When I first became a real estate investor in 2016, I really didn’t know any other investors outside of my job at the bank.

So, what did I do?

I asked those people some questions…and from there I went on to build up my own knowledge! I did all the things! I read a lot of great books and listened to my favorite real estate podcasts.

Then, it was go time!

I was so excited to rely on my own knowledge because it got me to my first investment property!

The thing is…even though I learned some great things, it didn’t stop me from making a few costly mistakes.

Looking back, I realized I had a limited viewpoint of the type of knowledge I could access. You may hear some nuggets from an IG live or a podcast that’s helpful. But there’s no customized book or podcast that’s going to tell you what you need for your unique situation!

After over seven years, I’ve learned that each real estate deal is different. No deal is ever the same.

As a new investor, this may sound overwhelming. I get it. And that’s why I don’t want you to make the same mistakes I did!

Throughout the month, I’m going to share with you, not only the mistakes I’ve made, but the ones I’ve seen other new investors make as well. Avoiding these mistakes will save you so much time and money, and help you reach your goals faster!

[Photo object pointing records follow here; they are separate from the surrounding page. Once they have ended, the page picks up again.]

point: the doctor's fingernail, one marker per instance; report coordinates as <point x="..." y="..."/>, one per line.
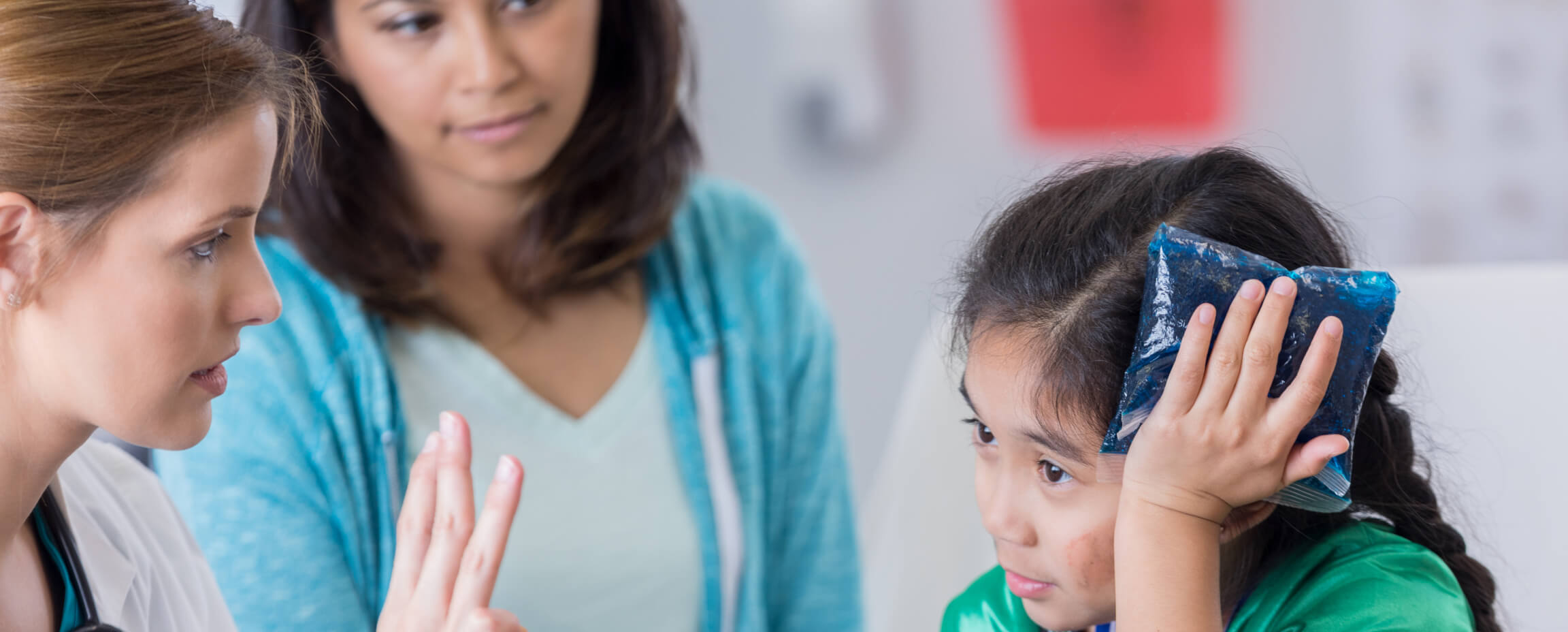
<point x="506" y="469"/>
<point x="1252" y="289"/>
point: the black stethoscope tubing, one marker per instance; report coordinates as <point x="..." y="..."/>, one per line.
<point x="55" y="522"/>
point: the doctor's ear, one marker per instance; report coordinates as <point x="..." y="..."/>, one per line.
<point x="21" y="239"/>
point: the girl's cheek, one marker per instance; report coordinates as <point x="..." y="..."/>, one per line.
<point x="1092" y="558"/>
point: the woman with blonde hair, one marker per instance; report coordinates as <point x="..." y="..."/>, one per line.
<point x="137" y="145"/>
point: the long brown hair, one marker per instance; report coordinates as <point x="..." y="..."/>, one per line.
<point x="609" y="195"/>
<point x="1066" y="266"/>
<point x="96" y="93"/>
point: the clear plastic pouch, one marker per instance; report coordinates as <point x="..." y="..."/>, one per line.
<point x="1188" y="270"/>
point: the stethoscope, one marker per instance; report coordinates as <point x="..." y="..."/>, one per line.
<point x="55" y="522"/>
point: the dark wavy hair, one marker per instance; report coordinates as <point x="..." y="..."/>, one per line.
<point x="609" y="195"/>
<point x="1065" y="266"/>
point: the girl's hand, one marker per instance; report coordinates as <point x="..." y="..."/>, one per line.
<point x="446" y="562"/>
<point x="1215" y="441"/>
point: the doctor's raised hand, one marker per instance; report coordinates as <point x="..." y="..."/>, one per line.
<point x="446" y="562"/>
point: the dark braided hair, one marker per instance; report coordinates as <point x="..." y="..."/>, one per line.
<point x="1065" y="266"/>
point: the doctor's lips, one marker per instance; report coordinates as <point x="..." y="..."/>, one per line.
<point x="499" y="129"/>
<point x="214" y="379"/>
<point x="1028" y="587"/>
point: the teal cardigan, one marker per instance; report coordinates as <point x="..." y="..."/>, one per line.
<point x="293" y="494"/>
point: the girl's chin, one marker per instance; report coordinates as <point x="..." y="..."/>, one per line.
<point x="1053" y="617"/>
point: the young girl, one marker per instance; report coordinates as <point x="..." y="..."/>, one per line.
<point x="138" y="140"/>
<point x="1049" y="314"/>
<point x="506" y="220"/>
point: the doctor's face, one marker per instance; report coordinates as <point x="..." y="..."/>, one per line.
<point x="132" y="328"/>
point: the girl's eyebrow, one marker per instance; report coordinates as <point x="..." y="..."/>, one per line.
<point x="1039" y="433"/>
<point x="1056" y="441"/>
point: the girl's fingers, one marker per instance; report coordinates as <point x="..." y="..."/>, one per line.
<point x="488" y="545"/>
<point x="488" y="620"/>
<point x="1186" y="380"/>
<point x="1298" y="402"/>
<point x="1225" y="360"/>
<point x="454" y="521"/>
<point x="1309" y="458"/>
<point x="413" y="524"/>
<point x="1261" y="353"/>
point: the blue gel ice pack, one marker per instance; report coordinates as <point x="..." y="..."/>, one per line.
<point x="1188" y="270"/>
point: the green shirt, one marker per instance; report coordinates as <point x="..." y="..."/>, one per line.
<point x="1358" y="579"/>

I want to talk about the most common newbie mistake…

Not running the numbers!

This is really important! When purchasing an investment property, you are starting a business. It’s not a hobby or something you do on the side. If you don’t run the numbers to project how much your business is going to make, that business won’t last.

…NEVER just look at a property and say, “that’s cute, I want to buy it!”

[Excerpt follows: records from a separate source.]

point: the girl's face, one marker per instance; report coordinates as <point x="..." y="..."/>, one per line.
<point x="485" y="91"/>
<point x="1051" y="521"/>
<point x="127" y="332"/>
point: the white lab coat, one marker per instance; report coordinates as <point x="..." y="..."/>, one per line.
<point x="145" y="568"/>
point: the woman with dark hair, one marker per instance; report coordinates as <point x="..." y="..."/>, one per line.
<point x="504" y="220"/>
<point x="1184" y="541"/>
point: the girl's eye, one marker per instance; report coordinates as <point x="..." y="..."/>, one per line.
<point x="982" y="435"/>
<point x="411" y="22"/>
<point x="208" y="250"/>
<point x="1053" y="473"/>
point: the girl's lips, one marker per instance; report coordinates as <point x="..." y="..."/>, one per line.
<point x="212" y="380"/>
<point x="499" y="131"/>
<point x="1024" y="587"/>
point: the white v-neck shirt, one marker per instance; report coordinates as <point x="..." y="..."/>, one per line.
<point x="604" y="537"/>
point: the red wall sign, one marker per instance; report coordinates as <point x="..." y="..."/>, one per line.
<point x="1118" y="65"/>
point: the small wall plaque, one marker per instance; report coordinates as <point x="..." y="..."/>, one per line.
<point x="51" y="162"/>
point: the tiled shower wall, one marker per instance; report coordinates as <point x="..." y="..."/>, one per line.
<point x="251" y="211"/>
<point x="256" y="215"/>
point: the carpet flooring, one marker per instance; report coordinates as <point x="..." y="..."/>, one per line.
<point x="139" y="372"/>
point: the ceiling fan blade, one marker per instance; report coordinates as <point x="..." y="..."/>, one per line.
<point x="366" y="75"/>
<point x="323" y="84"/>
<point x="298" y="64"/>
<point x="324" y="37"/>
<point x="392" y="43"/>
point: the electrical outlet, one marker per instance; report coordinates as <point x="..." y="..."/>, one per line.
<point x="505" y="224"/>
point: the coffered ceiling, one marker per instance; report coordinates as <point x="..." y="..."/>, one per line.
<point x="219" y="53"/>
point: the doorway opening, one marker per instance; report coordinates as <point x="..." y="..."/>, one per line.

Or … “OH MY GOSH!  This seems like a good deal, let me call my realtor and schedule a showing!”

I’ll give you an example.

When I found my 20-unit apartment complex earlier this year, here’s what I did…

– I read the listing to find out more about the property.

– I looked at Google earth to see the surrounding area.

– I called my mentor to run the numbers.

– I reached out to the agent to find out what the current rents were.

– And then I ran all the numbers. Here’s what that looks like…

  1. How much is the property listed for?
  2. How much is the property getting in rent?
  3. If I were to buy this property and improve the value, how much would it be worth after renovations?

(To get an estimate, find 3 similar properties that sold within the last six months. The average of those is the after-repair value.)

  1. Based on the after-repair value, how much would the mortgage payment be vs. how much I could get in rents?

(Let’s say the bank gives you 80% of the after-repair value. That’s going to determine the mortgage payment. To calculate the rent, see what’s going on in the area. Some sites to use are Zillow or Rentometer.)

Once you have these preliminary numbers, it will get you closer to deciding if this property is a good deal.

I can’t say this enough…running the numbers is important so you can determine the proper after-repair value on the front end!

I’ve seen when people didn’t analyze the numbers…and it caused stress, wasted time, and A LOT of DEBT!